Wednesday, November 07, 2007

A recent headline in the local newspaper 1 claimed "Most Radiohead Fans Decline to Pay," referring to the band's experiment in digital music retailing. The headline should instead read, "Most Radiohead Downloaders Have Not Paid Yet." Just because they downloaded the music doesn't mean they're a fan; they could have just grabbed it to see what the hype was about. Secondly, the album will be released on CD in a couple of months. I would rather not pay for a digital download now and then pay full retail later. I am ethically at ease with downloading the music now without paying and buying the CD when it becomes available. I am not, in other words, declining to pay, but rather waiting to pay. Is it a terrible error? No. Does the distortion conform to the conventional narrative of music downloaders being thieves? Yup.
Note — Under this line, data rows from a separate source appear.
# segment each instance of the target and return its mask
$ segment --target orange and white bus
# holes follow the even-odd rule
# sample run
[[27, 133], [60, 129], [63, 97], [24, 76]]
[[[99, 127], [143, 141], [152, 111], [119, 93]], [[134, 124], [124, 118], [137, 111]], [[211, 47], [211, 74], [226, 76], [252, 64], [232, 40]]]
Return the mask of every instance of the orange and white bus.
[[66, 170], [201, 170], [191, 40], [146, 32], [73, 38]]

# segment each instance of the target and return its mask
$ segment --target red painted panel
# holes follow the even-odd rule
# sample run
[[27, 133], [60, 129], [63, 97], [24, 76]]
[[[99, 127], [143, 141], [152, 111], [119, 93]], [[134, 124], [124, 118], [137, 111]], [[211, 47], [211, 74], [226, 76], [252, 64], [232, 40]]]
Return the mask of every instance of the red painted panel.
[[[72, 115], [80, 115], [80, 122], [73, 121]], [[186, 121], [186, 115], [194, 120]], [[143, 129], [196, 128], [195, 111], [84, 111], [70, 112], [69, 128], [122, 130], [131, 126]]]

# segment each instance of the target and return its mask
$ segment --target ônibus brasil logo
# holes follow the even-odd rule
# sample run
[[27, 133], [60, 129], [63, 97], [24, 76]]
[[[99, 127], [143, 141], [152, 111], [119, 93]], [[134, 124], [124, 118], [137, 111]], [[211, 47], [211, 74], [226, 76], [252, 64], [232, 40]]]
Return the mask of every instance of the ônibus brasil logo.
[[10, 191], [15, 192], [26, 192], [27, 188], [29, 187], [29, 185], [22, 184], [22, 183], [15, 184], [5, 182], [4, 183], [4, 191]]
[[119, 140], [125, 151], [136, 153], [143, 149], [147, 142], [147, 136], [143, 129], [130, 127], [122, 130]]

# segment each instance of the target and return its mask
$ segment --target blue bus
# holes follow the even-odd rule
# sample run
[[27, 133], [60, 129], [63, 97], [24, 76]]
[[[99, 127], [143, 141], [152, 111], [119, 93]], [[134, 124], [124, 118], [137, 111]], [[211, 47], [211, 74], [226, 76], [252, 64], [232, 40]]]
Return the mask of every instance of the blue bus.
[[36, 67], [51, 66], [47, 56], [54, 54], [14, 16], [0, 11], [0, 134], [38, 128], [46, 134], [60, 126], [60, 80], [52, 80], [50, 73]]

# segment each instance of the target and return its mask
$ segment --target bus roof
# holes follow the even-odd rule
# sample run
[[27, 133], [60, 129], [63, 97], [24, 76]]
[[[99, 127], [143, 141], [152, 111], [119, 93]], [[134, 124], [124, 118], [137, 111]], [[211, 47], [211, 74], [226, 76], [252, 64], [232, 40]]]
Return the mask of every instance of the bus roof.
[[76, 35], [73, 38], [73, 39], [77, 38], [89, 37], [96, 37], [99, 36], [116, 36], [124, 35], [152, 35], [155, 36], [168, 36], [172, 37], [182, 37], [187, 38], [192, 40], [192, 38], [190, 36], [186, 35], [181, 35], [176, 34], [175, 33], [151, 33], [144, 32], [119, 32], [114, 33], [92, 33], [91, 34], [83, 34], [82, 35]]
1 No doubt a reprint from elsewhere

( music | media )

Monday, November 26, 2007

Media coverage around the 2008 presidential election is excessively focused on the campaigns. They describe and dissect the daily doings of campaigns like Monday morning quarterbacks. They talk about tactics and perceptions rather than the candidates and the issues. It's too much about the machinery and not enough about the end goals. It's too much noise signifying too little, but its appearance of pulling back the curtain makes it seem deep rather than shallow. It's all built up out of nothing, which makes it easier for the media to shape it. They give their blessing to the "serious" candidates who play the game, like Hillary Clinton or Mitt Romney, while dismissing as jokers and weirdos the more interesting candidates like Dennis Kucinich, Ron Paul, or Mike Gravel.

A naïaut;ve observer might have guessed that 24-hour news would have offered the opportunity for broader coverage, but instead it has enabled saturation bombing of even narrower messages. I have similar hopes for the Internet, with some satisfaction to be found from the strength of Ron Paul's showing, but there's also the lesson of Howard Dean to give me pause. The campaigns are no more relevant than the card stock used for mailings. Losing sight of the candidates and the issues makes it easier for weak candidates with a poor grasp of the issues to slip through; indeed, it encourages it. Unless we reject the shallow focus, we'll get more of the same, and we'll deserve it.

( politics | media )

Wednesday, January 09, 2008

On NPR on the way home, they were interviewing some New Hampshire women about their votes in the primaries. One exchange appalled me. This is my best recollection of what they said:

Interviewer (to a Hillary voter): The polls all said that Clinton was going to lose. Why do you think they were so wrong? Do you think they underestimated women voters?
Interviewee: Yes, I think they did underestimate women voters.
W... T... F... How the hell does she know? In fact, what does that even mean? And this is NPR, which is better than most other mainstream media outlets. That's just pathetic.